A report by INTERPOL on cybercrime in Southeast Asia has already highlighted the key emerging cybercrime trends and threats which continue to be faced by the region today. In the fight against transnational cybersecurity breaches, TAPA’s focus will be to establish lines of communication with the INTERPOL Cybercrime Response Team to share real-time supply chain cybercrime incident data and to identify emerging cyber threats in a similar fashion to how TAPA shares cargo crime data from its IIS (Incident Information Service) global database with Law Enforcement Agencies for the prevention and detection of crime. Steve Mullins said: “TAPA APAC’s intention is to set up a single point of contact with these agencies to improve the exchange of crime data to help TAPA members.”

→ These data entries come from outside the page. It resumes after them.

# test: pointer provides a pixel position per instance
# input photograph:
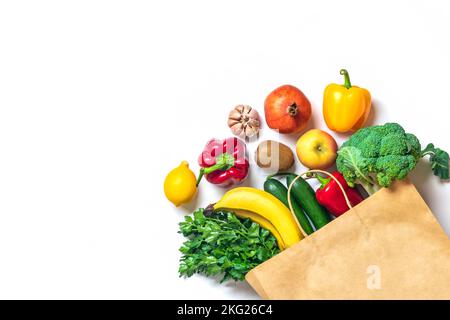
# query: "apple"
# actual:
(316, 149)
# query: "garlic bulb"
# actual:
(244, 121)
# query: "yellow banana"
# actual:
(263, 222)
(265, 205)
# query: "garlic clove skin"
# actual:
(244, 122)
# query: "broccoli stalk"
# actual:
(376, 156)
(438, 159)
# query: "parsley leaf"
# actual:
(223, 244)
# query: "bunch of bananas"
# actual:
(264, 209)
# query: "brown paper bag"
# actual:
(389, 246)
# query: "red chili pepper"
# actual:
(330, 194)
(224, 162)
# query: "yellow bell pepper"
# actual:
(345, 107)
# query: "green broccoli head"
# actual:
(378, 155)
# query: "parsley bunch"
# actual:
(221, 243)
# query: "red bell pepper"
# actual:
(330, 194)
(224, 162)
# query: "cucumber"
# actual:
(305, 196)
(277, 189)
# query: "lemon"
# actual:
(180, 184)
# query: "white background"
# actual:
(100, 99)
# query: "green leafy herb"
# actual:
(223, 244)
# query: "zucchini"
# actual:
(305, 196)
(277, 189)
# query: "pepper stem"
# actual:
(224, 161)
(323, 181)
(347, 83)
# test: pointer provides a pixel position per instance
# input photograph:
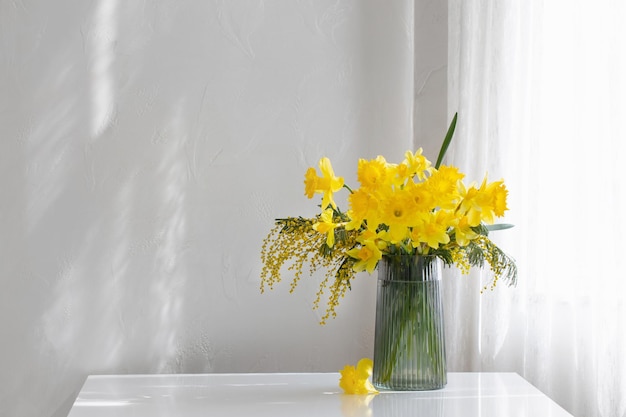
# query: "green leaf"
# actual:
(446, 141)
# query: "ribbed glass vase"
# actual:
(409, 346)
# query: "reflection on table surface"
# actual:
(304, 394)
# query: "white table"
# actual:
(303, 395)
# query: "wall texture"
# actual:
(146, 147)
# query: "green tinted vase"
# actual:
(409, 346)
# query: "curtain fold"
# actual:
(539, 87)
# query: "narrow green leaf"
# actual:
(446, 141)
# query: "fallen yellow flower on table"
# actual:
(356, 380)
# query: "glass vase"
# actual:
(409, 345)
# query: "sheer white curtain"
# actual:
(540, 89)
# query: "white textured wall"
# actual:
(145, 148)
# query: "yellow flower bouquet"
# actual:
(410, 208)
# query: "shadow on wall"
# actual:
(149, 152)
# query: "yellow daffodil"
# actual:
(483, 204)
(399, 214)
(443, 186)
(433, 231)
(409, 208)
(327, 184)
(417, 164)
(356, 380)
(362, 206)
(327, 226)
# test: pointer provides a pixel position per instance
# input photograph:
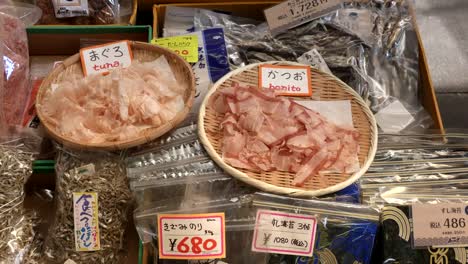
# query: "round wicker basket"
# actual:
(143, 52)
(325, 87)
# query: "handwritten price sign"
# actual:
(198, 236)
(184, 46)
(103, 58)
(284, 233)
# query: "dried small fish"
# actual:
(16, 225)
(110, 183)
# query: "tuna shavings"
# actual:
(115, 107)
(265, 132)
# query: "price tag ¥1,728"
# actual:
(195, 236)
(440, 225)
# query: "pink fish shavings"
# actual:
(264, 132)
(115, 107)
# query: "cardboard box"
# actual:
(255, 10)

INTERPOL’s ‘ASEAN Cyberthreat Assessment 2020’ provides an in-depth analysis of the cybercrime trends and threats confronting the Association of Southeast Asian Nations (ASEAN) countries, and provides strategies for tackling them.

 

Evolving cyber threats with digitalisation   

 

TAPA members not already doing so should take additional preventive measures to tighten supply chain security against cyber threats, including:

 

·        Conduct supply chain risk assessment to identify new and emerging cyber threats

·        Upgrade security monitoring and measuring systems to higher standards

·        Maintain secure back-ups for digital assets

·        Share cyber threat intelligence among industry partners and report incidents in IIS

·        Leverage TAPA training courses to provide regular staff training for security and anti-phishing awareness

·        Purchase insurance cover which factors in cyber risks affecting the supply chain

 

Larger business interruptions from new causes

 

Despite dropping to second position in the Allianz report, business interruption remains one of the most significant risks given the trend for larger and more complex direct and indirect losses from traditional causes, such as natural catastrophes, and new causes, such as digital supply chains or civil unrest. The civil unrest in Hong Kong, for example, affected the region indirectly with multinational companies staying away and local employees unable to access their workplaces due to safety concerns.

 

This reflects the need for TAPA members to:

 

·        Maintain logistical and digital assets to prevent unexpected downtime

·        Enhance the security of assets by acquiring higher TAPA Standards

·        Build up a redundant supplier base to reduce supplier risk and monitor credit scores

·        Review your Business Continuity Plan (BCP) regularly for risks arising from new causes

·        Create a disaster recovery plan that goes beyond the BCP

·        Practice and activate your BCP so staff know how to enact contingencies

 

These top perils – cyber threats, business interruptions and climate change - have a critical impact on the operational performance, financial results and reputations of key stakeholders. Planning and managing for these risks in your supply chain structure is the key to business resilience in this age of digitalization. TAPA members may also take one step further to watch for emerging new technologies, such as artificial intelligence, smart objects and virtual reality that may instantly transform the supply chain industry and obsolete existing processes.

 

The UK's independent authority on cyber security, The National Cyber Security Centre, provides supply chain security guidance and proposes a series of 12 principles, designed to help you establish effective control and oversight of your supply chain. It offers a series of scenarios against which to measure the security of your supply chain. See their guidance by clicking on the link

https://www.ncsc.gov.uk/collection/supply-chain-security/assessing-supply-chain-security

“The idea is to give you some concrete examples of good and bad supply chain security to help TAPA members and other organizations begin the process of understanding their own situation,” Steve Mullins says.